Changing the culture "We have a great opportunity to change the culture and the way students are educated in Florida," Dr. Hurt said. "We will be able to focus on the education of our students as our top priority because we won't have the traditional stresses of running a teaching hospital." more at http://www.ama-assn.org/sci-pubs/amnews/pick_00/prsc1016.htm
FSU just on the schedule http://www.ama-assn.org/ama/upload/mm/15/lcme_report.pdf
Accreditation and Demands of Rural Practice
I have changed this web page because I did not want to distract from the plans of the faculty and leadership at Florida State who are attempting a difficult and necessary project. I have full confidence that they will be able to do their jobs.
Although I am certainly an advocate for medical education for the underserved, it is also necessary to ensure accuracy in research and reporting of information. I do believe that I was accurate in the information provided. My tone and comparisons were provocative and could result in the inhibition of the very kind of efforts that we all support.
In this case the real work goes on locally. There should be no distractions from this work. Hopefully FSU and LCME will be able to work this out quickly so that they can get on with the work.
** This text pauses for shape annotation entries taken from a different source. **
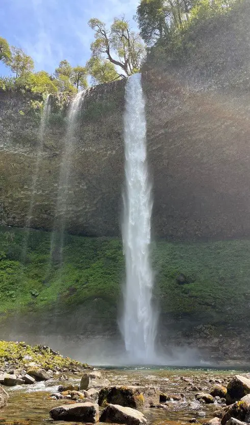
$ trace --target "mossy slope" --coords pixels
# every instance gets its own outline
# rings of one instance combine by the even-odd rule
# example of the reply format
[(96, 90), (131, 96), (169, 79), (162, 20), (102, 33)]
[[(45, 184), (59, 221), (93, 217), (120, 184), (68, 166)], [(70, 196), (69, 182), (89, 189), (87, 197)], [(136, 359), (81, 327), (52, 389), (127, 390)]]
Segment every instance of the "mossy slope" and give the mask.
[[(49, 233), (32, 230), (26, 258), (24, 231), (0, 232), (0, 312), (67, 308), (101, 300), (99, 317), (116, 317), (124, 279), (121, 242), (118, 239), (67, 235), (63, 266), (49, 264)], [(153, 246), (156, 272), (155, 300), (161, 311), (173, 316), (209, 315), (232, 323), (246, 317), (250, 241), (169, 243)], [(187, 282), (177, 277), (182, 273)]]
The community driven or community responsive medical education strategy that I am so passionate about must involve the cooperation of a number of groups, institutions, and individuals. Accreditation is a key part of this. Over time it is my hope that rural medical educators will continue to work with LCME, ACGME, and the various specialty boards and medical organizations so that they have a better understanding of the needs, assets, and environment of rural practice and rural medical education. We have much more to gain together than we could possibly accomplish in conflict.